Cambodia: The impact of truth-seeking on mental health.

1207 Nyrola Ung is confronting her grief outside the courts. PHOTO: Phuong TranOpting out

As of May 2010, 8,200 people had applied to join the court’s first two cases.

“What can the court really do for us?” said Nyrola Ung, 58, who chose not to participate.

She lost her husband and more than 100 other family members. After escaping to neighbouring Thailand in 1980, and then seeking asylum in the US, she returned to Cambodia last year in an attempt to visit the location where she escaped death and to confront her loss.

Sareth Mon, 58, also based in the capital, said she did not have time. A mother of two at the time the Khmer Rouge took her husband away in 1979, she lost her one-month-old baby when she could not produce any more breast milk to keep her alive.

“It is good to have trials, but it seems like a long time ago. The trial can relieve suffering – some people lost their entire families. I know I have a right to tell my story to the court, but I cannot attend because I am busy raising a family.”
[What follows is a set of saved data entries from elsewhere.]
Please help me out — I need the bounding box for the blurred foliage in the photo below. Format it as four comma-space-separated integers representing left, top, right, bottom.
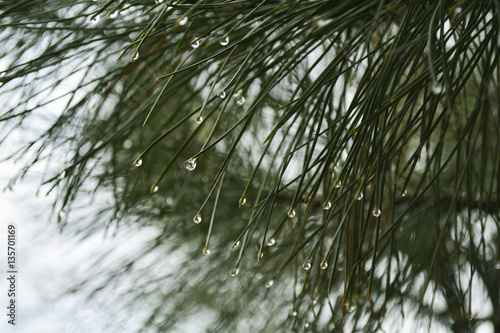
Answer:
1, 0, 500, 332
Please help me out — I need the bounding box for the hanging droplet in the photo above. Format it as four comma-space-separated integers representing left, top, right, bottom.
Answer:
321, 261, 328, 270
400, 189, 408, 198
152, 186, 159, 193
303, 322, 310, 329
89, 15, 100, 24
303, 260, 312, 271
290, 309, 298, 317
134, 158, 143, 167
373, 208, 381, 217
266, 238, 276, 247
356, 192, 363, 200
195, 115, 203, 123
203, 247, 210, 256
334, 179, 342, 188
190, 39, 200, 49
220, 35, 229, 46
239, 197, 247, 207
155, 0, 163, 4
288, 209, 296, 218
132, 52, 139, 61
109, 11, 119, 18
232, 240, 240, 250
123, 139, 133, 149
178, 16, 188, 26
236, 96, 245, 105
323, 201, 332, 210
347, 303, 358, 312
58, 170, 66, 180
218, 91, 226, 99
230, 266, 239, 277
264, 279, 274, 288
115, 211, 123, 219
431, 81, 443, 94
58, 211, 66, 222
310, 298, 318, 306
193, 214, 202, 224
454, 6, 462, 14
184, 158, 197, 171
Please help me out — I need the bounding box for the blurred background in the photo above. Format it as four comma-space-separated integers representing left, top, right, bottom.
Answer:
1, 1, 499, 332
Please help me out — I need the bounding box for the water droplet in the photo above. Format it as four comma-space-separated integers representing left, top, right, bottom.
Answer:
58, 170, 66, 179
134, 158, 143, 167
356, 192, 363, 200
178, 16, 188, 26
166, 197, 173, 205
303, 322, 310, 329
288, 209, 296, 218
184, 158, 197, 171
321, 261, 328, 270
57, 211, 66, 223
310, 298, 317, 306
193, 214, 202, 224
190, 39, 200, 49
109, 11, 119, 18
303, 260, 312, 271
230, 266, 239, 277
220, 35, 229, 46
323, 201, 332, 210
347, 303, 358, 312
218, 91, 226, 99
400, 189, 407, 198
195, 115, 203, 123
432, 81, 442, 94
155, 0, 163, 3
267, 238, 275, 247
123, 139, 132, 149
132, 52, 139, 61
89, 15, 100, 24
265, 279, 274, 288
290, 309, 298, 317
454, 6, 462, 14
232, 240, 240, 249
115, 211, 123, 219
334, 179, 342, 188
372, 208, 381, 217
237, 96, 245, 105
152, 186, 159, 193
203, 248, 210, 256
239, 197, 246, 207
One of the first to submit a testimony to the court, Theary Seng, 40, withdrew as a civil party in late 2011, calling the trials “a political farce” that risked raising expectations and harming an already, as she put it, “cynical public”.

A US-trained lawyer trying to set up a civic education NGO in Cambodia, Seng was orphaned at eight when her mother was killed in Svay Rieng Province bordering Vietnam.

Reparations

For “collective and moral reparations” (because court rules do not allow individual financial reparations*), the court had granted part of survivors’ requests to compile and distribute Duch’s apologies and “statements of remorse”, while it rejected requests to publish the names of civil parties on the court's web page, a state apology, construction of memorials, free healthcare, preservation of former torture sites or a national commemoration day, stating that civil party lawyers had provided insufficient details, and the requests fell outside the court’s jurisdiction and were unenforceable because of Duch's  inability to cover costs.

This decision was upheld on 3 February, as judges explained how the court as a “unique system” cannot grant anything that requires government input.

In a 2010 analysis of 4,000 survivors’ official complaints at the court, 18 percent requested medical services, 16 percent improved infrastructure, 16 percent school construction, 12 percent individual reparations and 13 percent religious ceremonies, according to the DC-CAM.

But even without reparations, eight out of 10 Cambodians surveyed nationwide in 2008 and again in 2010 by the law school at University of California Berkeley said it was important to know the truth and that national reconciliation was impossible without more information gleaned from the trials.

And while it hurts to listen to testimonies and see history rehashed in the media, graduate management student at Pannasastra University, Thach Chanbanha*, 27, said: “If I had to choose between the pain of knowing and no pain from not knowing, I would choose pain.”